Tra pochi giorni, il 9 dicembre, ricorre un anniversario importante per la Sardegna, anche se riguarda un personaggio che è stato dimenticato, in primis dalle istituzioni, nonostante abbia fatto la storia dell’Isola: la scomparsa di Camillo Bellieni, fondatore insieme a Emilio Lussu, del Partito Sardo d’Azione. Uno strano destino si portò via nello stesso anno, il 1975, cinquant’anni fa, i due maggiori protagonisti di quella tumultuosa stagione di rinascita politica che nacque sul Carso, durante la Prima guerra mondiale, tra i fanti e gli ufficiali della Brigata Sassari, e poi trovò continuità nel Movimento dei combattenti prima e nel Psd’Az dopo.

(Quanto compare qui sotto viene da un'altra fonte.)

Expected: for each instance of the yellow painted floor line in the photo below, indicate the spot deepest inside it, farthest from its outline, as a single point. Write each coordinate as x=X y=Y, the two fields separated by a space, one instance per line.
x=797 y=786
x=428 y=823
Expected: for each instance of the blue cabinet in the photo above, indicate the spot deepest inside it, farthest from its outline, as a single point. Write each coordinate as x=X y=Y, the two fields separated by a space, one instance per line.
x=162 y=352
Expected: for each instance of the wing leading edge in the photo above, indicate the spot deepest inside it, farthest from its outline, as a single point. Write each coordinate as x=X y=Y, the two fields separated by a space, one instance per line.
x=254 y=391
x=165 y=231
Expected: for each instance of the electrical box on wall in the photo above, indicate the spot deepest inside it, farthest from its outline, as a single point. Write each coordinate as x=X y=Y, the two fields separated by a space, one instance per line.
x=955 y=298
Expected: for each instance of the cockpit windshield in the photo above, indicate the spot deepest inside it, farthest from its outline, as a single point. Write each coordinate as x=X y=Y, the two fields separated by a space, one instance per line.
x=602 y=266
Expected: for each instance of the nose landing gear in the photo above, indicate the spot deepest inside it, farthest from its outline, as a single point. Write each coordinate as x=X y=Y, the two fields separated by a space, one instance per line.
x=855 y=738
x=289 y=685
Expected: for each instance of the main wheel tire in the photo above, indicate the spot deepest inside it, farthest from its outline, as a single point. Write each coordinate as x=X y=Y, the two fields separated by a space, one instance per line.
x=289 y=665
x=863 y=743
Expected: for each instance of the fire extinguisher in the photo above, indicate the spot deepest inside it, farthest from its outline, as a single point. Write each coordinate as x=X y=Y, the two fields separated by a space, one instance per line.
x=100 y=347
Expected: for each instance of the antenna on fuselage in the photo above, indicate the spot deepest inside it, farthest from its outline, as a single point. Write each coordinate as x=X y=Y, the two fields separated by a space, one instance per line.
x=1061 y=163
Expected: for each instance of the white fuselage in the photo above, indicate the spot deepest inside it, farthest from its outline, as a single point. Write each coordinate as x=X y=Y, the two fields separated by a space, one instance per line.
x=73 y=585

Quelle di Lussu e Bellieni furono vite per certi versi parallele, almeno fino a un certo punto, anche se poi politicamente i due presero strade differenti: il primo sempre più convinto della necessità di far coincidere socialismo e sardismo, mentre il secondo più indirizzato verso un autonomismo etico ancorché non mai totalmente distante dal socialismo liberale. Fino appunto al giorno della morte, il 5 marzo 1975 per Lussu e il 9 dicembre dello stesso anno per Bellieni. Senza questi due padri del sardismo oggi non staremmo qui a parlare di autonomia, del popolo sardo e della coscienza di essere una nazione, magari abortita, come diceva appunto Bellieni, ma pur sempre una nazione.

Soprattutto perché quelle idee nacquero come risposta politica ed etica a una condizione di marginalità economica e culturale, che la Grande guerra mise finalmente in evidenza. E in questo orizzonte fu fondamentale il ruolo anche di un altro sardo, un intellettuale nuorese, fervido interventista prima del conflitto del 1915-18, che purtroppo non arrivò alla fine delle ostilità belliche: Attilio Deffenu. La diagnosi comune partiva dal fatto che la Sardegna soffriva gli effetti di un centralismo che ne ignorava la storia e ne ostacolava lo sviluppo. Per Bellieni l’autonomia era anzitutto un fatto morale. Nei suoi “Scritti Politici” ribadiva che «l’autonomia non sarà mai concessa se i Sardi non la sentiranno come un dovere verso la propria terra». L’autogoverno non poteva essere per lui una riforma dall’alto, bensì il frutto di una rigenerazione civile. La Sardegna è una «piccola patria morale», scriveva. Quindi prima di uno stato sardo, serviva maturare una coscienza collettiva per superare rassegnazione e subalternità.

Lussu accentuava la dimensione politica e democratica del suo sardismo. Nelle sue memorie il “Capitano” dei Dimonios ricordava che «l’autonomia non è un privilegio ma una necessità democratica»: un mezzo per contrastare le diseguaglianze sociali, combattere i poteri locali conservatori e modernizzare l’Isola.

Attilio Deffenu rappresentava invece la matrice sociale. La sua analisi anticipava temi decisivi per il futuro della Sardegna: il rapporto coloniale con lo Stato, il peso delle clientele, la necessità di una modernizzazione economica. E in questi passaggi sta anche la modernità di Bellieni, che con il socialista nuorese si trovava d’accordo sull’idea di costruire una regione più libera e in grado di superare i nodi strutturali. Proprio Bellieni, tra i primi a parlare di partito per incanalare le forze propulsive del Movimento combattentistico e a vedere i pericoli del fascismo e di alcuni personaggi che si avvicinarono al Psd’Az per poi virare verso le camicie nere, si fece portatore di istanze molto avanzate, che andavano dal rifiuto dell’assistenzialismo statale alla nascita di un sistema cooperativo fino alla necessità di un’autonomia amministrativa della Sardegna.

Una lezione quanto mai attuale oggi: Roma continua a elargire o a bloccare le risorse, a seconda dei Governi in auge, senza un confronto, un progetto o una visione complessiva che nasca dal riconoscimento di un’autonomia vera, basata sul territorio con le sue peculiarità, a iniziare dalla condizione di insularità. Lo scontro politico finisce spesso per annebbiare l’orizzonte e la lezione dei padri sardisti resta ancora in gran parte incompresa. Tanto più che l’autonomia viene ridotta a una semplice questione di denaro, trascurando il rispetto morale di un popolo: le scelte spettano a chi vive nel territorio su cui ricadono, a tutti i livelli, dai Comuni fino alla Regione. Solo così, con principi solidi e una prospettiva chiara, si costruisce uno sviluppo duraturo. Questa è vera autonomia.